# BAB Bangle with CA finish



## BangleGuy (May 3, 2012)

Hey All. Here is a Black Ash Burl bangle I just finished using BassBlaster and EricJS help to perfect my CA finish experience. The pics aren't quite up to snuff (especially since Curtis showed us his FBE bangle), but I hope it shows up well enough. This is a woman's size 8, narrow width bangle. The BAB came from Bobby (BWH3805) of WB. Enjoy!


[attachment=5159]


----------



## davidgiul (May 3, 2012)

BangleGuy said:


> Hey All. Here is a Black Ash Burl bangle I just finished using BassBlaster and EricJS help to perfect my CA finish experience. The pics aren't quite up to snuff (especially since Curtis showed us his FBE bangle), but I hope it shows up well enough. This is a woman's size 8, narrow width bangle. The BAB came from Bobby (BWH) of WB. Enjoy!



Nice work Eric.


----------



## EricJS (May 3, 2012)

That's another beauty! Great job on the CA! 

Wasn't too hard was it? Or did you glue yourself to your lathe?


----------



## BangleGuy (May 3, 2012)

EricJS said:


> That's another beauty! Great job on the CA!
> 
> Wasn't too hard was it? Or did you glue yourself to your lathe?



 Hoily sdmokes! itys Hrad to tpye with uyro fingertds stuckj toghetre. LOL I only glued my finger to the Viva paper towel once. Luckily I didn't loose any skin ripping it off


----------



## DKMD (May 4, 2012)

That's nice! I love black ash burl, and the finish looks great!


----------



## Mr.Hunt (May 4, 2012)

that is just amazing, you have one hell of a craft here. just seeing this piece makes me want to get out and start turning something. i love it man, love it!!!:wacko1:


----------



## Mike1950 (May 4, 2012)

Very nice work You make the most out of such small pieces of wood.


----------



## BangleGuy (May 4, 2012)

Thanks everyone! I made a Mexican Kingwood bangle today. It is a very pretty, dark purple, but the pics didn't turn out too well. I will try to spare everyone all of my bangle projects and just post ones that are somewhat special. I am plotting on how to make a snakewood/blackwood segmented bangle. If this comes out, I will put it in a post. If is cracks, flies apart and gets sucked into my dust collector, I'll go drink a beer on the porch! LOL :wacko1:

Zoe, who is in the new Avatar?


----------



## Kenbo (May 5, 2012)

That's just beautiful work. I really like the choice of wood for this one. Looks fantastic.


----------



## turner.curtis (May 7, 2012)

Looks Great Eric, and thanks for the remark! 

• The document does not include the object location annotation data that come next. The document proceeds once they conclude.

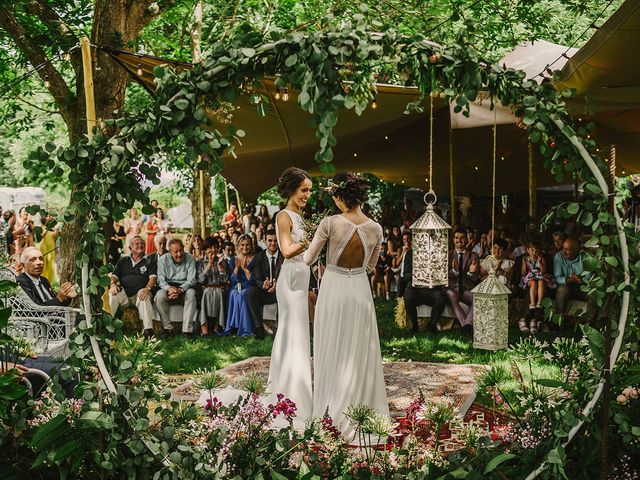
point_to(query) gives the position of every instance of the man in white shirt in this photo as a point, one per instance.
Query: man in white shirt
(132, 281)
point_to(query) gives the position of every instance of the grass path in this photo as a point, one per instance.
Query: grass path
(187, 355)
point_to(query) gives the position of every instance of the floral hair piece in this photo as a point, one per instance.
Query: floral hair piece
(332, 187)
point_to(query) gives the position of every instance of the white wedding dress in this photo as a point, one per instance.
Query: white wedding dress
(346, 350)
(290, 369)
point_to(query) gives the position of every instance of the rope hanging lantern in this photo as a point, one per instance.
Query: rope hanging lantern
(491, 296)
(430, 234)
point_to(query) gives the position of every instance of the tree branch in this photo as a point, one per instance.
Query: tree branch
(38, 58)
(50, 18)
(37, 107)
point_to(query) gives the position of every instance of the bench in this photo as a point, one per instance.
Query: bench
(47, 328)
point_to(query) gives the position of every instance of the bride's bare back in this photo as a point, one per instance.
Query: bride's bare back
(351, 245)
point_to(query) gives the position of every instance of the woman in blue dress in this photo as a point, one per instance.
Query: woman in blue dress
(238, 315)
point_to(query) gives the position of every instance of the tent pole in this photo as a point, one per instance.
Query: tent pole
(533, 198)
(203, 224)
(238, 200)
(452, 183)
(87, 70)
(226, 194)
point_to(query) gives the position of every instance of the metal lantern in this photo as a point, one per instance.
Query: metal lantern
(430, 235)
(491, 314)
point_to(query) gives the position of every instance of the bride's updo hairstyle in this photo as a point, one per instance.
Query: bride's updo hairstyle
(290, 180)
(351, 188)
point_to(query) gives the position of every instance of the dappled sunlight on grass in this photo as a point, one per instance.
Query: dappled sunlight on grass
(186, 355)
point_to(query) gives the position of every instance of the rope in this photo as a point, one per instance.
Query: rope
(430, 176)
(493, 176)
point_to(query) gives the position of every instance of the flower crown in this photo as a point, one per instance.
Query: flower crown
(332, 187)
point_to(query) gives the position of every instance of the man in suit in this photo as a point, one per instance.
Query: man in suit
(177, 282)
(265, 270)
(416, 296)
(404, 261)
(464, 274)
(38, 287)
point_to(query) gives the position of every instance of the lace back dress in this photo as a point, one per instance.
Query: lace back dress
(290, 368)
(346, 351)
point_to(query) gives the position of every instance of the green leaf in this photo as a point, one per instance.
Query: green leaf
(66, 450)
(182, 103)
(596, 342)
(586, 218)
(49, 432)
(277, 476)
(117, 149)
(97, 420)
(291, 60)
(613, 261)
(497, 461)
(552, 383)
(248, 52)
(573, 208)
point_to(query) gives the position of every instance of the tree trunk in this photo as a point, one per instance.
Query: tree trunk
(115, 23)
(194, 196)
(199, 190)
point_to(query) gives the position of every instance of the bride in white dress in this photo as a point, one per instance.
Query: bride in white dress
(290, 369)
(346, 350)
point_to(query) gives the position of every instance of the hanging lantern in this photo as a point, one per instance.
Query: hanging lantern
(491, 314)
(430, 240)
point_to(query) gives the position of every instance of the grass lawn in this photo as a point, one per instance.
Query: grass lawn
(182, 355)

The CA finish can be a pain but is worth it for some woods. The PITA for me has been keeping the stainless clean. 

If you need any other pointers feel free to give me a yell and I will be happy to walk you through my version of the process, although there are 1001 different other ways already on youtube :)


----------



## BangleGuy (May 8, 2012)

turner.curtis said:


> Looks Great Eric, and thanks for the remark!
> 
> The CA finish can be a pain but is worth it for some woods. The PITA for me has been keeping the stainless clean.
> 
> If you need any other pointers feel free to give me a yell and I will be happy to walk you through my version of the process, although there are 1001 different other ways already on youtube :)



PITA is right! Tonight I used a really sharp chisel, held it tight against the stainless (with the lathe off), and then rotated the spindle by hand. The CA peeled right off and I didn't mar the SS. It worked really well.
I didn't quite get it all and so I wet sanded the SS with 1200. I think the trick is to take the CA off the SS BEFORE wet sanding the CA on the wood. (this is probably a DUH moment! but I am just figuring this out.)

BTW, your box shipped today. Have fun with some Copper and let's see a few pendants :)


----------



## DKMD (May 8, 2012)

I haven't tried CA on a bangle yet, but a coat of paste wax or ren wax on the metal parts should allow for easy glue removal… That's an old pen turner's trick to keep glue off of the bushings.


----------



## Mr.Hunt (May 11, 2012)

i just keep loving this piece more and more everytime i look at it.


----------